I don't understand this statement on page 57, Functional Analysis(Pater Lax). Does it mean the dimension of nullspace of a linear functional is either zero or the dimension of the domain of the functional minus one, which I don't see why it's necessarily true.
Added: Thank you all for your valuable comments and answers.
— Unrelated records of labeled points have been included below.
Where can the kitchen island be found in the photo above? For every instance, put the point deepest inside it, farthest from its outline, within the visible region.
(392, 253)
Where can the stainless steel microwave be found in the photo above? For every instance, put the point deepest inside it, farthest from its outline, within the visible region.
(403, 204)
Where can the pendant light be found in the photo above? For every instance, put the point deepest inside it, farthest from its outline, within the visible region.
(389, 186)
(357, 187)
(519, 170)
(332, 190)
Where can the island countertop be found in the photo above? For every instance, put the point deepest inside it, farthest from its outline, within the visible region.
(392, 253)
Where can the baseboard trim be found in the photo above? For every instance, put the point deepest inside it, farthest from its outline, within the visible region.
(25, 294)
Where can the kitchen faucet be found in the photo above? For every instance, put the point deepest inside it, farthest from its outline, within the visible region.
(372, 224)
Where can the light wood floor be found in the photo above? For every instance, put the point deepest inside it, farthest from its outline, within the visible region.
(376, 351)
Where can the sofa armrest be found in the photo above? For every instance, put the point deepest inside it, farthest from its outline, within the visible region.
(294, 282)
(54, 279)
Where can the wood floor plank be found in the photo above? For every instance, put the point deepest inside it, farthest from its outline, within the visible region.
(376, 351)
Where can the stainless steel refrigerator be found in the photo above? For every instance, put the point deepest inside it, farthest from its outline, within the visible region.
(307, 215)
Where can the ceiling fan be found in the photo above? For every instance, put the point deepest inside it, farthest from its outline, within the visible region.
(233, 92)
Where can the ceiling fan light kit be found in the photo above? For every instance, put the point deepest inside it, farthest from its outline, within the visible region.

I didn't realize that it's wrong to interpret "The nullspace of a linear functional that is not $\equiv 0$" as the nullspace (of a linear functional) that is not $\equiv 0$ until I saw the answers.
Best Answer
For simplicity, suppose $X$ is a vector space over $\mathbb{R}$, and $f$ a linear functional on $X$.
If $f=0$, then $\ker f = X$, so the codimension is zero.
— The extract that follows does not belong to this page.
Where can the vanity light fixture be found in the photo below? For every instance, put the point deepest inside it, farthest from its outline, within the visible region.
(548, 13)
If $f \neq 0$, then there is some $x_0$ such that $f(x_0) \neq 0$. Now consider the quotient space $Q={X}/{\ker f}$ (ie, two points $x_1,x_2$ are equivalent iff $f(x_1) = f(x_2)$, which basically 'flattens' $X$ 'down' to the values of $f$, ie $\mathbb{R}$).
Pick some $q \in Q$, then we must have $q = \{y\}+\ker f$ for some $y$. Note that by linearity we have $f(y+\frac{-f(y)}{f(x_0)}x_0) = 0$, hence $q = \frac{f(y)}{f(x_0)}(\{x_0\}+ \ker f)$. Hence $\{ \{x_0\}+ \ker f \}$ is a basis for $Q$, hence $\ker f$ has codimension one.